There has been much interest in the notion that β-cells become exhausted as a result of the excess demands of secretion induced by hyperglycemia in the diabetic state and that β-cell “rest” through exogenous insulin treatment permits restoration of β-cell function in individuals with type 2 diabetes (33–37). However, our finding that loss of insulin content and β-cell identity occurs in β-cells that are intrinsically inexcitable, and are therefore chronically low in [Ca²⁺]_i and do not secrete insulin in response to glucose (6,21), indicates that this is not exhaustion due to the demands of excitation or insulin secretion. Instead, somewhere upstream in the pathway from glucose elevation to excitation and secretion must be affected. Increased NAD(P)H autofluorescence and mitochondrial membrane potential in K_ATP-GOF mice (21) suggest that augmented β-cell glucose metabolism may be the driving factor in loss of β-cell insulin content in this, and potentially other, diabetic states. This is consistent with the demonstration that metabolism increases when insulin secretion cannot take place and that both increased glycolytic flux and membrane depolarization are necessary for β-cell proliferation (38) and with loss of β-cell mass and apoptosis if proliferation cannot occur. Thus, we suggest that it is rest from hyperstimulation of metabolism, rather than rest from hyperexcitability and secretion, that permits β-cell recovery of insulin content/function in K_ATP-GOF mice (27,39).

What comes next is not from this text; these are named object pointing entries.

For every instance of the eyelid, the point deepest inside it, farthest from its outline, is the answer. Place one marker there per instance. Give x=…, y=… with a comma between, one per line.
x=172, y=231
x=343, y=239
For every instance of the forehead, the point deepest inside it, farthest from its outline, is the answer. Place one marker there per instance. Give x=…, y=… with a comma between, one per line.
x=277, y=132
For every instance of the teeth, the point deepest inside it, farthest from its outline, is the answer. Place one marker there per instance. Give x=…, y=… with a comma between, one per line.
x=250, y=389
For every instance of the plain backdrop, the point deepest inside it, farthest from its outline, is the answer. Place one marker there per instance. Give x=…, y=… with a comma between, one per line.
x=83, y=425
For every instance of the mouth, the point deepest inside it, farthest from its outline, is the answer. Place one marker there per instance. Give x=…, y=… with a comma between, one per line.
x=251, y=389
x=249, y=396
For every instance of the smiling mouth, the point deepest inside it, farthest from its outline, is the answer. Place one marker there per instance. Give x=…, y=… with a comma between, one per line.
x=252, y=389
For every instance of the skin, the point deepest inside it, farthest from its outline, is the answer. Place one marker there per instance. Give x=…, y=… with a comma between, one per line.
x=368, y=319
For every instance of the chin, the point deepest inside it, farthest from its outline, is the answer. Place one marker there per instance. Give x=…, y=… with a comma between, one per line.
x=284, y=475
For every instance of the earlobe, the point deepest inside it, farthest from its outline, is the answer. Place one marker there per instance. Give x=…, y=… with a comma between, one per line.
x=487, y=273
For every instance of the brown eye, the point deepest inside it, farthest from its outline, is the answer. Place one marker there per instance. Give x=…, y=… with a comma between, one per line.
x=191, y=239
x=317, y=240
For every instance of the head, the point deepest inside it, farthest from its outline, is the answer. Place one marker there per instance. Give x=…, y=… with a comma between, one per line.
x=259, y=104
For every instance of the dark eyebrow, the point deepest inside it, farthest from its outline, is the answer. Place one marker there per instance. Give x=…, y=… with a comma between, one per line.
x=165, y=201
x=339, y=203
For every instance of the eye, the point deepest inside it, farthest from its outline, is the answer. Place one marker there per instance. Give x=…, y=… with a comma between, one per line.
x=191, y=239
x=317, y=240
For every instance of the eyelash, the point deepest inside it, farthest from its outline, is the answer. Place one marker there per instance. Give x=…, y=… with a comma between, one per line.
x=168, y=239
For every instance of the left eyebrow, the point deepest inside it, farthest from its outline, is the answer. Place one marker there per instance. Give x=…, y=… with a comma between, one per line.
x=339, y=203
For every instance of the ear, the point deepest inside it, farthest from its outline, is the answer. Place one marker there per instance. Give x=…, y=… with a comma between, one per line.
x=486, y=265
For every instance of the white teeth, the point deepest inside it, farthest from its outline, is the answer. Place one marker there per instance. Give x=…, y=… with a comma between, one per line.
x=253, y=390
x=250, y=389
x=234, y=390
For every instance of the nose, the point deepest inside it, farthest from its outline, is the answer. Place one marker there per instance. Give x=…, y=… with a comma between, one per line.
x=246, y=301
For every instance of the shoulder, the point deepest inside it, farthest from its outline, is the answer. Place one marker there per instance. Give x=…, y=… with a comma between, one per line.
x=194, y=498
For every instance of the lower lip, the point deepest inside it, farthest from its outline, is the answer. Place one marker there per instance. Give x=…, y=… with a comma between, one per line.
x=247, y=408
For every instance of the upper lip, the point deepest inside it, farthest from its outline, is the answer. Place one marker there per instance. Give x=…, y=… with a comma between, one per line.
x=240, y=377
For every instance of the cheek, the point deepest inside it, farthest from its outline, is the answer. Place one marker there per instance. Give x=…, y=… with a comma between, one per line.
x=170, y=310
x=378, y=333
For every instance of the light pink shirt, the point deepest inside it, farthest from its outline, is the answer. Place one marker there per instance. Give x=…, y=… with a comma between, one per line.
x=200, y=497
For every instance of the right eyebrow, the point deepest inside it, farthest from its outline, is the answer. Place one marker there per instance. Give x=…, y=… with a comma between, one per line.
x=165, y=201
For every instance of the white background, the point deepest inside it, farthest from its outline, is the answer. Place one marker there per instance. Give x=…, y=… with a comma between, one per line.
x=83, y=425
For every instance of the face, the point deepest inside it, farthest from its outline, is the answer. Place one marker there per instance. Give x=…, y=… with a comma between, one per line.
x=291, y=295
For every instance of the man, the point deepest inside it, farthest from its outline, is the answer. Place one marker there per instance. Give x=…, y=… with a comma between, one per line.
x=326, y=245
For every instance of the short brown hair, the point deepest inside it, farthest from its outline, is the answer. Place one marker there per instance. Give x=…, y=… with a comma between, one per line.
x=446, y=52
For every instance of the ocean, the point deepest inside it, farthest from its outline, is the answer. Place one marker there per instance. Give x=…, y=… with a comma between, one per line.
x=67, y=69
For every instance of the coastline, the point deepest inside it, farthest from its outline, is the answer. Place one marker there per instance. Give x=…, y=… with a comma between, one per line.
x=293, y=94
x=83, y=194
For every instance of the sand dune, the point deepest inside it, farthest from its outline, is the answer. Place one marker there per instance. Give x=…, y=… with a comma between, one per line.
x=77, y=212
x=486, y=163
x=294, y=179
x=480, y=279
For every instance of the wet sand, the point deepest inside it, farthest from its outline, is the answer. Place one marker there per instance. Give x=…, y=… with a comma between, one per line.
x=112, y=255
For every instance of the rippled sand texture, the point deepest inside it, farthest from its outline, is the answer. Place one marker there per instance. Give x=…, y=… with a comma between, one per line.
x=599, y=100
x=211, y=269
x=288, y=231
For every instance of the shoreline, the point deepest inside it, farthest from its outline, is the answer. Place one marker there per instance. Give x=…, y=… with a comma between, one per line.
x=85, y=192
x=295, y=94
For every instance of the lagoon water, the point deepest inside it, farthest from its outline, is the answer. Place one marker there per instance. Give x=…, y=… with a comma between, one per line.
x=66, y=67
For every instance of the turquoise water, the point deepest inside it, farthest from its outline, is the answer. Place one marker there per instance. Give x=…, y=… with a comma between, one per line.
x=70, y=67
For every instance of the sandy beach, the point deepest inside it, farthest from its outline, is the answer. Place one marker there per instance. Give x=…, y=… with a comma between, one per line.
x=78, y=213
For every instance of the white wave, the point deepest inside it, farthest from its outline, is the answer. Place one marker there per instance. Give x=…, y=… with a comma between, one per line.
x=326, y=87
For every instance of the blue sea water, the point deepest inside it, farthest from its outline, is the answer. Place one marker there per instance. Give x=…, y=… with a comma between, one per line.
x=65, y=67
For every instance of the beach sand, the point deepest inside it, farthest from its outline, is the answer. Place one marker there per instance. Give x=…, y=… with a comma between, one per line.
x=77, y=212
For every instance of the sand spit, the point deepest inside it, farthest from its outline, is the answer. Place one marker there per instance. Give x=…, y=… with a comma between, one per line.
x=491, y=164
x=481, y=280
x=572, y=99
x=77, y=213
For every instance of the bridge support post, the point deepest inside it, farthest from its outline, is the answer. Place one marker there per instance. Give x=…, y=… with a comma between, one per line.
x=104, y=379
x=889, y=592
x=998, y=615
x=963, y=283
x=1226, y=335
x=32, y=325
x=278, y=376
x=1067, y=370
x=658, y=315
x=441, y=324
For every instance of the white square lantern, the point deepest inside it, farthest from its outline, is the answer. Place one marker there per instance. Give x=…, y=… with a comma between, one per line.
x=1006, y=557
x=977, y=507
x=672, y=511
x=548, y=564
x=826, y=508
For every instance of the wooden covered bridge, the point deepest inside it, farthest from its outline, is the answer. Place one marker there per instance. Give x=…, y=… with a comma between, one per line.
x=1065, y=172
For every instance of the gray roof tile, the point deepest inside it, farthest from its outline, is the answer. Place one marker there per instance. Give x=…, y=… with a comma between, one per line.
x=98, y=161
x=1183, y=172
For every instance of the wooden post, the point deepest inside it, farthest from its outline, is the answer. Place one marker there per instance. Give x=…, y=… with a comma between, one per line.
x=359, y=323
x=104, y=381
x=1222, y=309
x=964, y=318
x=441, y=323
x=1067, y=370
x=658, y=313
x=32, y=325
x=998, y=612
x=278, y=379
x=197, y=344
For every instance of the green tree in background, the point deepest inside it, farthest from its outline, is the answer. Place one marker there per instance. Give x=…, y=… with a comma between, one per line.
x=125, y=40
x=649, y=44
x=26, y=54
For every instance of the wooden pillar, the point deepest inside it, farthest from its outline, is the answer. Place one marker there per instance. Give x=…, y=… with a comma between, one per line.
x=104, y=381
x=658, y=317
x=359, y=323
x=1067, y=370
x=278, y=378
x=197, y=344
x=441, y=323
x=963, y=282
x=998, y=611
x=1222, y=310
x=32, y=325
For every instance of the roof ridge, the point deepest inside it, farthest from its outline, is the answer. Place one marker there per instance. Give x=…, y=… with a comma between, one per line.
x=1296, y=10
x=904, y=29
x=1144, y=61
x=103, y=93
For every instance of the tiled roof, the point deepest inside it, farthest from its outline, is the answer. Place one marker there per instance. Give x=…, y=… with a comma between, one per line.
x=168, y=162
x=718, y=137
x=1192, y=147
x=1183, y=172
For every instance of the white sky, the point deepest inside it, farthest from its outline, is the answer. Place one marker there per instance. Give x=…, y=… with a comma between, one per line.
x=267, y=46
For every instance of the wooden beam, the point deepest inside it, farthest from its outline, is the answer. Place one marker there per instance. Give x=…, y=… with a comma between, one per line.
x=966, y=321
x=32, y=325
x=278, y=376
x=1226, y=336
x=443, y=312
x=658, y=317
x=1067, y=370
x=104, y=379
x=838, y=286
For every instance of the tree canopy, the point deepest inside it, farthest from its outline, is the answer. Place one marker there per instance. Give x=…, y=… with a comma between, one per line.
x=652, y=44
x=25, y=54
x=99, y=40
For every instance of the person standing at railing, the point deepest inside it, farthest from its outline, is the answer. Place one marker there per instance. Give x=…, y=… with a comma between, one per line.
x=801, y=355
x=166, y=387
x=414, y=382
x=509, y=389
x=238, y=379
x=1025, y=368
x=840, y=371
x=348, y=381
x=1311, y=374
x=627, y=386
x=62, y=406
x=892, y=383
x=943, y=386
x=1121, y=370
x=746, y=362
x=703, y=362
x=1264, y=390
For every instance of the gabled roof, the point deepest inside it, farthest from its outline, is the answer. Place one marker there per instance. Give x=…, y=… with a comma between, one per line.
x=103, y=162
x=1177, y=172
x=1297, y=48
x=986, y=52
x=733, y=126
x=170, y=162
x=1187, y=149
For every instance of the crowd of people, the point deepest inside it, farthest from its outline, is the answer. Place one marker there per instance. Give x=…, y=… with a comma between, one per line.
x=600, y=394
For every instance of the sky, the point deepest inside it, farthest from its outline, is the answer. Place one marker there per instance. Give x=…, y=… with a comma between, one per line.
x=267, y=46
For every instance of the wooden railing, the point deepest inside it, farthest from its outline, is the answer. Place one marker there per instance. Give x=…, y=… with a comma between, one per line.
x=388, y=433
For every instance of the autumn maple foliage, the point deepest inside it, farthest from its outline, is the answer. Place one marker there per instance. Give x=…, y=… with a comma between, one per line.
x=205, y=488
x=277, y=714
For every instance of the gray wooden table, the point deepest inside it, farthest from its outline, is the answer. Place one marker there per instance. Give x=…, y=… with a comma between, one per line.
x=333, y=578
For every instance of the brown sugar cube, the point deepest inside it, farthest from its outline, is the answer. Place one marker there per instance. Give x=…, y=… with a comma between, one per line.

In the current study we have directly tested the above hypothesis by genetic reduction of glucose metabolism in K_ATP-GOF mice that are also haplodeficient for GCK. Consistent with this hypothesis, K_ATP-GOF mice with GCK haploinsufficiency, and thus reduced glucose metabolism (K_ATP-GOF/GCK^+/−), showed delayed diabetes progression, reduced β-cell glucotoxicity, and preserved insulin content and β-cell mass and identity, even though they were still hyperglycemic because of K_ATP being permanently “on” and insulin secretion therefore being chronically suppressed. Reduction of GCK activity by d-mannoheptulose (a GCK inhibitor) in newly diabetic db/db mouse islets restored glucose sensing and pulsatility of insulin secretion (40). Consistent with previous findings in K_ATP-GOF (6) and in GCK (38) mice, β-cell proliferation is not expected to increase in K_ATP-GOF/GCK^+/− mice since both increased glycolytic flux and membrane depolarization are absent. Intracellular glucose flux appears to also regulate proliferation and apoptosis in human β-cells (41), as individuals bearing an activating mutation in GCK demonstrate hyperplastic islets (42,43). Together, these findings are well aligned with postprandial glucose increasing metabolic rate and insulin secretion, with an unchanged mass, and with persistently elevated glucose tilting the balance to 1) increased insulin secretion and proliferation or 2) increased metabolic rate with decompensation and reduced β-cell mass. Thus, paradoxically, reduction of glucose metabolism emerges as a novel mechanism to enhance glucose sensing, improve β-cell function, and maintain β-cell insulin content and β-cell identity in diabetes. This has critical implications for the prevention of β-cell exhaustion and glucotoxicity in diabetes progression, and preservation of β-cell mass and function by reduction of glucose metabolism in mouse models of diabetes may be key to explaining beneficial effects of insulin therapy and tight glycemic control observed (20,33,34,44–46), at least in the early stages of T2D.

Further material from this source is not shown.